Note: The first draft was around 7500 words. That's a lot of extra material to cut out. There isn't that many extra words just in the word-padding in my sentences. To get this story down to my limit (4500 to 5000 words) I had to slice out a whole chunk of plot and leave it squirming on the cutting room floor.
That was shocking to do, but it was 2 am and I had to be up for work the next day at 5:30.
So I did, and I concertina'd the plot in a new slimline version, and it made the story stronger.
- I took a little too much description out. Paring down the description to fit the word count at 3 am Sunday night sliced off some things that would have made the story richer. In some places the prose was a little too sparse. This is sword and sorcery.
That's what happens when you have no time at the end of your deadline.
- I need to track how long I spend writing
- WRITEROOM does this automatically?
- I spent WAY too long on this story. I spend around 40 hours just writing a story of 5000 words. That doesn't include cover, background, notes, & outline.
That's insane and impossible. I have a wife, 3 kids, a dog, a yard and a full time job that deserve my time as well.
- I wrote so SLOWLY. This was due to:
- going back and polishing what I'd written as I was writing (this was a good thing. It saved time later. Just needs to be quicker).
- stylistic rewrites of what i'd written in previous sessions each time I sat down (this was a bad thing).
- lack of focus: writing a scene or the start of a scene then taking it out before the end of the session because it was a distraction to the actual story (a stronger sense of what is and is not the story should see this naturally fall away. for now, spending extra time on strong focus and preplanning of each chapter / short story should make this better).
- inexperience with structure: writing a scene or scenes then later realizing that direction was a blind alley/would not take the story where I planned it to go
- overwriting: too many words to say what I needed to be said (being mindful of this while writing should correct this if repeated often enough.
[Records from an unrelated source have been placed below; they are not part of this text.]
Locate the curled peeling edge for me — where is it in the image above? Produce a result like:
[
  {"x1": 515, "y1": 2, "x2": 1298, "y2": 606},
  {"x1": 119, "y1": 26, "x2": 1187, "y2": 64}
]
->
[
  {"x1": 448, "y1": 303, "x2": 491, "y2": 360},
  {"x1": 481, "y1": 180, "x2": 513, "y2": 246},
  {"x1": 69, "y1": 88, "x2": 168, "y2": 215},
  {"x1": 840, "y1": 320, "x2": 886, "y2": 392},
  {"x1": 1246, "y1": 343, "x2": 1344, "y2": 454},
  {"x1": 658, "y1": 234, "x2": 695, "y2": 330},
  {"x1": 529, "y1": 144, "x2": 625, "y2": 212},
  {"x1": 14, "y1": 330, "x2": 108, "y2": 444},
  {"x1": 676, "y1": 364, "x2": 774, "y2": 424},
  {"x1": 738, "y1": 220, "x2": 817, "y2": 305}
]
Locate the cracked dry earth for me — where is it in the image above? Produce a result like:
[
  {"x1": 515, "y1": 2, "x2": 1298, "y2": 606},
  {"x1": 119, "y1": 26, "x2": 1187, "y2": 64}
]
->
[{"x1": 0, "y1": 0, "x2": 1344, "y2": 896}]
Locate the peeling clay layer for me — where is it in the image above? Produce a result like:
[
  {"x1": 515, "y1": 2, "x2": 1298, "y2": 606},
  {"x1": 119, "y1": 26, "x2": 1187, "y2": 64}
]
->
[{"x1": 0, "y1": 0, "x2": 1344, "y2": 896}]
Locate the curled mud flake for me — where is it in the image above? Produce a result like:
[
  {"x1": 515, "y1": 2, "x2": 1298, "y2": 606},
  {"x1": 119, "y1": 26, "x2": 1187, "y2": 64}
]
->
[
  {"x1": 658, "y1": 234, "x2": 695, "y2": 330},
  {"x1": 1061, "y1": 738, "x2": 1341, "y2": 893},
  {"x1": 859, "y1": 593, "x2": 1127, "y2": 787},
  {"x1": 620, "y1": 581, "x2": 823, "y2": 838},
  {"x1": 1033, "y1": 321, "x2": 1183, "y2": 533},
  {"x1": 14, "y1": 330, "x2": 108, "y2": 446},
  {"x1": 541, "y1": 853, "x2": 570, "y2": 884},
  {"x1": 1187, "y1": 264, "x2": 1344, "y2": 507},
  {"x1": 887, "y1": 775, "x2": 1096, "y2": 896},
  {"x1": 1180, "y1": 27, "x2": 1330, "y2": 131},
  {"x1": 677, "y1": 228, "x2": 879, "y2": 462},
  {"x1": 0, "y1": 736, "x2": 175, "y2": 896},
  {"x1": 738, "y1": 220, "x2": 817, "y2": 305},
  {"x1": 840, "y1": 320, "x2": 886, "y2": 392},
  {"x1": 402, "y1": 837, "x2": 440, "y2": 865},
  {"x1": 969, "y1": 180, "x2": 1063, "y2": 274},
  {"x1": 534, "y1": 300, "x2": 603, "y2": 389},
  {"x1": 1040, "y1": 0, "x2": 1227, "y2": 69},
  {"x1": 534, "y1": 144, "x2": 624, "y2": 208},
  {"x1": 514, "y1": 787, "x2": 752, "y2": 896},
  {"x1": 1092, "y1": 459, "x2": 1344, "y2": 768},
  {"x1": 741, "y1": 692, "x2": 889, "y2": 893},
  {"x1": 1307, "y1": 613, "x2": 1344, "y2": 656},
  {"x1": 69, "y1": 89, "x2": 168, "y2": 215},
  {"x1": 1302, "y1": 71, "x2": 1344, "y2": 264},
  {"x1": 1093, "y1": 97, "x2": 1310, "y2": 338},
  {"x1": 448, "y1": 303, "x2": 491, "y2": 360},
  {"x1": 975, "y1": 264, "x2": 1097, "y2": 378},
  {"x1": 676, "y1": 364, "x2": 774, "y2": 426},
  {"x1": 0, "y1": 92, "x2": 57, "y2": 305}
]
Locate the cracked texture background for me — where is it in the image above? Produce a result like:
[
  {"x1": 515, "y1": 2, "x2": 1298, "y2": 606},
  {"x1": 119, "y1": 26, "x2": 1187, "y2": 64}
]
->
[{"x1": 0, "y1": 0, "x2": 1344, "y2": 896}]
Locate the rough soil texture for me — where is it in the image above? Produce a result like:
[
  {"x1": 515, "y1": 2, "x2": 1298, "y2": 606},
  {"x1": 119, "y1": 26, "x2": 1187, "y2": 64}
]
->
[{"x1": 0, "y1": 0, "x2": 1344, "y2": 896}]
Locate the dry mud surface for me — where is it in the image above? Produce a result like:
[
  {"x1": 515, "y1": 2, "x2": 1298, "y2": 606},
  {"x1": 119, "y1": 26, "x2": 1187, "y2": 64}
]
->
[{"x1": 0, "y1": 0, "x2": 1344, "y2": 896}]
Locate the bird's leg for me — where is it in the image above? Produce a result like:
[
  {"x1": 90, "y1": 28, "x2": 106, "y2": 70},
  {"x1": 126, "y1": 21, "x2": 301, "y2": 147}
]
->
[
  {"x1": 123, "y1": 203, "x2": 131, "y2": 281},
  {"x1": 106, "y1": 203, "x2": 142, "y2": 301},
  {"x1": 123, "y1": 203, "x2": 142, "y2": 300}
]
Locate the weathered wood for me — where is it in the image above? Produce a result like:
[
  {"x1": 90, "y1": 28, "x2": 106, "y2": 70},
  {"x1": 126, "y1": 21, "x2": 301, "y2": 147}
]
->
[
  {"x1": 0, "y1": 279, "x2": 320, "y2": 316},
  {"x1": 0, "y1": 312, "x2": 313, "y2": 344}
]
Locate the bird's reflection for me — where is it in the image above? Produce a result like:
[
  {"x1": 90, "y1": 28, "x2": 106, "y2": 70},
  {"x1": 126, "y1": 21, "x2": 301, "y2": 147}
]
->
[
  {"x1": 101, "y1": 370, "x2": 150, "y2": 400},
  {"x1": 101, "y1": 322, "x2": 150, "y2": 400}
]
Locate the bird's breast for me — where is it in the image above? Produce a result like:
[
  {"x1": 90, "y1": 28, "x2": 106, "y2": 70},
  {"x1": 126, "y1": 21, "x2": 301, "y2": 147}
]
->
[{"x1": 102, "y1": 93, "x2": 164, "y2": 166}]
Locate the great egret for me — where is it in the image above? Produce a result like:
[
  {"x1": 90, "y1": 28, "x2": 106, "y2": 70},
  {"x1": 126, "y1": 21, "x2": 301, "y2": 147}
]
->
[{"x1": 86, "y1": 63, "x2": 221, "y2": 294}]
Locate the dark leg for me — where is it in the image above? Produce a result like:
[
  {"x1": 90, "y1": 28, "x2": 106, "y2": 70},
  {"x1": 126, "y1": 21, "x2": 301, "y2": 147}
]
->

I hope.)
- PASSIVE VOICE: this was the thing I wrestled with most but was the most useful.The only way to fix this is to keep going back for every sentence and fixing it, again and again. But it meant I couldn't get any flow happening. I had to continually redraft the sentence or paragraph I'd just written from passive to active.
I finished the story. It came in under 5000 words, and I was happy with it at the end. I was 3 and half hours over time (submitted to Amazon 3:30 am AEST) but I'm OK with that. I did what I set out to do and that made me feel proud.
And I had no idea about some of the stuff on this page. I've learned a lot.